Sex workers complain of lack of legal options

To be called a ‘prostitute’ is among the worst epithets a woman can receive. It undermines the very essence of a woman’s greatest value, her reproductive abilities and strips her of dignity or what is familiarly known as ‘Agaciro’ (dignity).
Figures show that there are about 15,792 known female sex workers countrywide.  Net photo.
Figures show that there are about 15,792 known female sex workers countrywide. Net photo.

To be called a ‘prostitute’ is among the worst epithets a woman can receive. It undermines the very essence of a woman’s greatest value, her reproductive abilities and strips her of dignity or what is familiarly known as ‘Agaciro’ (dignity).

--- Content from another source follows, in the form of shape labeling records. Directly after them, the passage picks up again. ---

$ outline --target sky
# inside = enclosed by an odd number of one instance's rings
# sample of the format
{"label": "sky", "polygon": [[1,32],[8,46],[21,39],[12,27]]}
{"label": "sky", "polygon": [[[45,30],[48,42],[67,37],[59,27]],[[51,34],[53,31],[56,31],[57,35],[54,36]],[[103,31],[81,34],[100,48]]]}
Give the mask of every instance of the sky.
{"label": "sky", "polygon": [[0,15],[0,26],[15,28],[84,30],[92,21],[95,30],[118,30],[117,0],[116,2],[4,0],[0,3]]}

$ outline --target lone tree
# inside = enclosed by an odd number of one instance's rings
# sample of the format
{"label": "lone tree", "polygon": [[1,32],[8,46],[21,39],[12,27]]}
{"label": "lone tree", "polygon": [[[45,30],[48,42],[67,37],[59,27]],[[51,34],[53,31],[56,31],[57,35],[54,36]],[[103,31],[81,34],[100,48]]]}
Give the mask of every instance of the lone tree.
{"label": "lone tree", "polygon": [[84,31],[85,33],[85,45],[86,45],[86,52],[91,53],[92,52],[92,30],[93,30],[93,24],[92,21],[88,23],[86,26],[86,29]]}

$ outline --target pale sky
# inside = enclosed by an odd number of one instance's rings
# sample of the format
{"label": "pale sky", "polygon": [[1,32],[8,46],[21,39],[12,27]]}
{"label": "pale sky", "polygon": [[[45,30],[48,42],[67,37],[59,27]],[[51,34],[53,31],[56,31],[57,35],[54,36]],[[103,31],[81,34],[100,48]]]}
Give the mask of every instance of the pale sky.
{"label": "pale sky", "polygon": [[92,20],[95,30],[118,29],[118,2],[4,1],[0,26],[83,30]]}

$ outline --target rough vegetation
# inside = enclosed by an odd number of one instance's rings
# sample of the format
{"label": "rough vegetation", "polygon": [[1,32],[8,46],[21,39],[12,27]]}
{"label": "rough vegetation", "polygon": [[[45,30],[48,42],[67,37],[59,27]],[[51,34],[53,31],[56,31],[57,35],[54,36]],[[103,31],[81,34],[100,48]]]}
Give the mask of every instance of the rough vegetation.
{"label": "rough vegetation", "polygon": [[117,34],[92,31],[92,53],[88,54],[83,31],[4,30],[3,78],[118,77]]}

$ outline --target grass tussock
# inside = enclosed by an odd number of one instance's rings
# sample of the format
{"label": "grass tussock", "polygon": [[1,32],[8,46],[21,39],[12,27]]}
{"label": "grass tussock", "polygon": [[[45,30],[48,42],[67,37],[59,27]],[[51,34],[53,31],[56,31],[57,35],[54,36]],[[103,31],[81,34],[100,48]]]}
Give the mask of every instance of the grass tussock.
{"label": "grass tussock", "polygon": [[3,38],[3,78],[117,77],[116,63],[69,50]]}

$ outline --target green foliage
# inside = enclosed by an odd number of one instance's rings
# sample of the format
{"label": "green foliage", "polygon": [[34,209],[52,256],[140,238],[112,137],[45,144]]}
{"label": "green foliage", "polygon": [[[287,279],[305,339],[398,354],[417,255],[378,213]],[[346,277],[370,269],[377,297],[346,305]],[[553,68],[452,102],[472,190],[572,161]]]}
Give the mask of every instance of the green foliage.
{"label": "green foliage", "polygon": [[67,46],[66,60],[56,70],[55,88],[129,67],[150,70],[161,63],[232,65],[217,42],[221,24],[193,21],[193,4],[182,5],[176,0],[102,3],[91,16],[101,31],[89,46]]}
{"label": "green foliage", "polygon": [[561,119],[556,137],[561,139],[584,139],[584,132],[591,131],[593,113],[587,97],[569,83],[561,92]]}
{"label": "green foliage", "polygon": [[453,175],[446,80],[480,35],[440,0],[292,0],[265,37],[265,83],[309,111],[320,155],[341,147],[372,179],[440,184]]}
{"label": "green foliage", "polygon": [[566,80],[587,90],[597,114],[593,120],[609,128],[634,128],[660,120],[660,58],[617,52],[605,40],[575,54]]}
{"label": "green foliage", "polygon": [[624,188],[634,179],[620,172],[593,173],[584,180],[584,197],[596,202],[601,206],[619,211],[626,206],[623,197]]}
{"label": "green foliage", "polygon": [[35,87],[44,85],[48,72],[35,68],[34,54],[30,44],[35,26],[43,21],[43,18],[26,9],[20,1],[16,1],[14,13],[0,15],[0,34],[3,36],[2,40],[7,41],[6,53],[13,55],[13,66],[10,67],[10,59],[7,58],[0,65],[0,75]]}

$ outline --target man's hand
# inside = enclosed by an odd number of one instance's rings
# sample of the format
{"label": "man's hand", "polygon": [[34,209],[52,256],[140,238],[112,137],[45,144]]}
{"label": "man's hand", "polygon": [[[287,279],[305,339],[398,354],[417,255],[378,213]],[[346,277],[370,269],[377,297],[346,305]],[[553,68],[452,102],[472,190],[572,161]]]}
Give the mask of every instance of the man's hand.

In Rwanda, Article 221 of the Penal Code stipulates that, “Any person who practices the profession of prostitution shall be liable for a term of imprisonment ranging from six months to three years and a fine ranging from fifty thousand to five hundred thousand Rwanda Francs.”

Figures show that there are about 15,792 known female sex workers countrywide.

In October 2012, parliamentarians decided that regardless of their criminal histories, they needed protection following the deaths of over 18 sex workers last August. Sadly, according to Tacienne Mukyabakazi, a sex worker who plies her trade in Gatsata, things have not changed very much. “Prostitutes are still facing the same dangers,” she says.

‘‘But we are not as naïve as they were last year. We conduct personal security amongst ourselves. All of us girls know who has slept with what man and where. We do not want to lose any more girls, those we lost are enough,” she continues.

“Sometimes, due to the general lack of money, the girls use bushes and the backs of restaurants for business.

‘‘Those are the ones who face the most danger, because there we cannot determine whom they have gone with. Most times those girls end up bloody and bruised as the clients know there is no one within hearing distance in case the girl decides to call for help”, she narrates.

“The greatest danger is our children, Olivia Nyiranziyumvira, another sex worker says. ”For us we can rough it. We always have. The children on the other hand cannot. I remember when I had just given birth to my first child I was evicted by my landlord. He did not care that I was still sore and weak and that my child was just a few days old. To him, I lost all my rights to humanity when I became a prostitute,’’  she remembers. ‘‘Because Tacienne (Mukyabakazi) had not yet rented the house we live in now, I had nowhere to go. I stayed on the street till morning while my newborn almost froze to death. I was very scared as I wandered the streets later in search for warmth for my baby. I will not forget that night.” Nyiranziyumvira recounts.

Most of the sex workers’ children stay in the same houses as their mothers. Shockingly, very often the clients who visit their mothers prey on them too.

But sex workers have been accused of being uncooperative, atleast in some cases. ‘‘We have tried to do what we can for these children but with sex workers it is a tricky business. They do not like other women meddling in their affairs. Some of them will refuse any help and will spurn your help in case you offer it,” Cassilde Mukamakombe, the manager of Asoferwa Community Develoment site in Gatsata said.

However, she says that for those who are willing to be helped, their children are helped in terms of education, food and shelter. “We will never turn away a person in need! Sex workers are people, women as it is. It is simply cruel to turn away a sex worker because of her profession,” Mukamakombe continues.

However, the sex workers confess that there is still a high rate of contracting HIV/AIDS. “I cannot turn down an offer of Rwf 5000 for unprotected sex. I have my son’s education and landlord to think about!” Mukyabakazi confesses.

She says that local NGO’s hold seminars on HIV prevention and how to live positively with the virus. “We are, in collaboration with district officials and MIGEPROF, with funds from USAID, hold workshops for the sex workers. On top of that, the Government has offered to help any sex worker who wants to leave the profession,” she asserts.

“Our main duty is to advocate for their protection. They are citizens of Rwanda and they have a right to live as much as any other human being. We will continue advocating for their rights and when needed we will offer a helping hand,” says Dr Celestin Sebuhoro, leader of the Rwandan Parliamentarians’ Network on Population and Development (RPRPD), a group of MPs dedicated to raising public awareness on issues related to population growth. When asked what steps have been taken to ensure that female sex workers are protected, he said that the group only advocated for them to higher authorities. “We talk to people who are in better positions to help them,” the senator said.

Some sex workers say they are willing to abandon the practice and embrace decent lifestyle.

“I am in charge of nine other girls. We desperately want to leave the trade because no one wants to trade their flesh.” Mukyabakazi narrates with moist eyes. “But how will we when we have no other means of fending for ourselves and those we care about?”